Juicy Slow Cooked Lamb Shanks
|Pearl barley||25 Gram|
|Butter beans||1 Can (10 oz)|
|Chicken stock||250 Milliliter|
|White wine||125 Milliliter|
|Tomato puree||1 Tablespoon|
|Fresh thyme||1 Teaspoon|
Brown off the lamb shanks quickly on all sides in a really hot ovenproof saucepan (steal your mum's Le Creuset) with a good splosh of olive oil then remove meat and set aside.
Turn heat down to medium and in the same saucepan brown off the lardons before adding the roughly diced carrot, celery, onion and garlic (when throwing ingredients into the pan imagine you are a matador and try shouting "olé!" for dramatic effect).
When the onion has gone translucent stir in your tomato purée before adding in the wine (nonchalantly from your glass) and reduce by half.

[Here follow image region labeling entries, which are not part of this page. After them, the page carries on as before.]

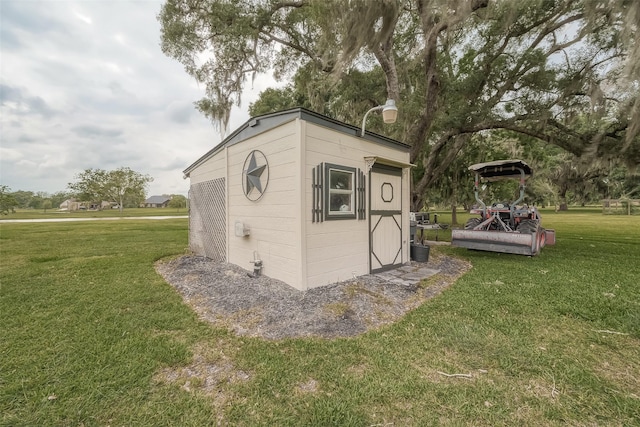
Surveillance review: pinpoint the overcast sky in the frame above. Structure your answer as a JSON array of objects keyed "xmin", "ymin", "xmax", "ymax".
[{"xmin": 0, "ymin": 0, "xmax": 274, "ymax": 195}]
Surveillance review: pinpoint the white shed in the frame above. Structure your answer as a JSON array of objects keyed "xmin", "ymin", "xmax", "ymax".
[{"xmin": 184, "ymin": 108, "xmax": 411, "ymax": 290}]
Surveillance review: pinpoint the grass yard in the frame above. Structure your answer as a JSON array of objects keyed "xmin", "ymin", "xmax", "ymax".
[
  {"xmin": 0, "ymin": 216, "xmax": 640, "ymax": 426},
  {"xmin": 0, "ymin": 208, "xmax": 189, "ymax": 221}
]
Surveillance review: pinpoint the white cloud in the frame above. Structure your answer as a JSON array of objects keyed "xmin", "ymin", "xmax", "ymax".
[{"xmin": 0, "ymin": 0, "xmax": 284, "ymax": 194}]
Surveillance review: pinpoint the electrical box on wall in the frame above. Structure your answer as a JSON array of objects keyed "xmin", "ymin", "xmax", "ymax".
[{"xmin": 236, "ymin": 221, "xmax": 250, "ymax": 237}]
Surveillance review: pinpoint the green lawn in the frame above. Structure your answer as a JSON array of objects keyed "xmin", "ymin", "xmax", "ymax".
[
  {"xmin": 0, "ymin": 208, "xmax": 188, "ymax": 221},
  {"xmin": 0, "ymin": 213, "xmax": 640, "ymax": 426}
]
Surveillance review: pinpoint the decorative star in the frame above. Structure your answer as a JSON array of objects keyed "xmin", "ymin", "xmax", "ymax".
[{"xmin": 247, "ymin": 152, "xmax": 267, "ymax": 194}]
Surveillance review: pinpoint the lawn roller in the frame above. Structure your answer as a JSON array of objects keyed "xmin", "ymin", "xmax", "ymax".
[{"xmin": 451, "ymin": 159, "xmax": 556, "ymax": 256}]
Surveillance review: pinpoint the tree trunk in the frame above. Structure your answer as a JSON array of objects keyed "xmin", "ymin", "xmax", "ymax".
[{"xmin": 451, "ymin": 202, "xmax": 458, "ymax": 225}]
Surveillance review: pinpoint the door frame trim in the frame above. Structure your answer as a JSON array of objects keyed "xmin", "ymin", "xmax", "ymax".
[{"xmin": 368, "ymin": 163, "xmax": 404, "ymax": 274}]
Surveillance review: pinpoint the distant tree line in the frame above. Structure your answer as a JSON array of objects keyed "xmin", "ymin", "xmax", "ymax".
[
  {"xmin": 0, "ymin": 167, "xmax": 187, "ymax": 215},
  {"xmin": 158, "ymin": 0, "xmax": 640, "ymax": 214}
]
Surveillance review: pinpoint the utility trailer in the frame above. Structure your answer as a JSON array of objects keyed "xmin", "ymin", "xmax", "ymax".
[{"xmin": 451, "ymin": 159, "xmax": 556, "ymax": 256}]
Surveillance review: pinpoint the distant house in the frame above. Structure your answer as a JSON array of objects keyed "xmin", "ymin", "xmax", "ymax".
[
  {"xmin": 60, "ymin": 199, "xmax": 80, "ymax": 211},
  {"xmin": 144, "ymin": 196, "xmax": 171, "ymax": 208}
]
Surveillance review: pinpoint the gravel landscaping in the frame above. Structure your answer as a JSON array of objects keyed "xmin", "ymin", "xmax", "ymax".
[{"xmin": 156, "ymin": 251, "xmax": 470, "ymax": 339}]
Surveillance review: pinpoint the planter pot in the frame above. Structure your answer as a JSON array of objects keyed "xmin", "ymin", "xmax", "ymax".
[{"xmin": 411, "ymin": 244, "xmax": 429, "ymax": 262}]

Next add the pearl barley (give it a good rinse first), bay leaf, a couple of sprigs of thyme and rosemary, half the beans, chicken stock and the lamb shanks. Generously pepper your performance with words like "seasonal" and "locavore" to inspire awe.
Put a lid on your pan, stick it in the oven on 120°C and invite your date to watch Dances with Wolves (the director's cut).
2 hours in, press pause and cut each sausage into 8 pieces, fry off and then add to your saucepan with the remaining beans.
One hour and a few well placed tears (to show your sensitive side) later take the shanks out of the saucepan, reduce the sauce on the hob until thick and serve it all with warm crusty bread.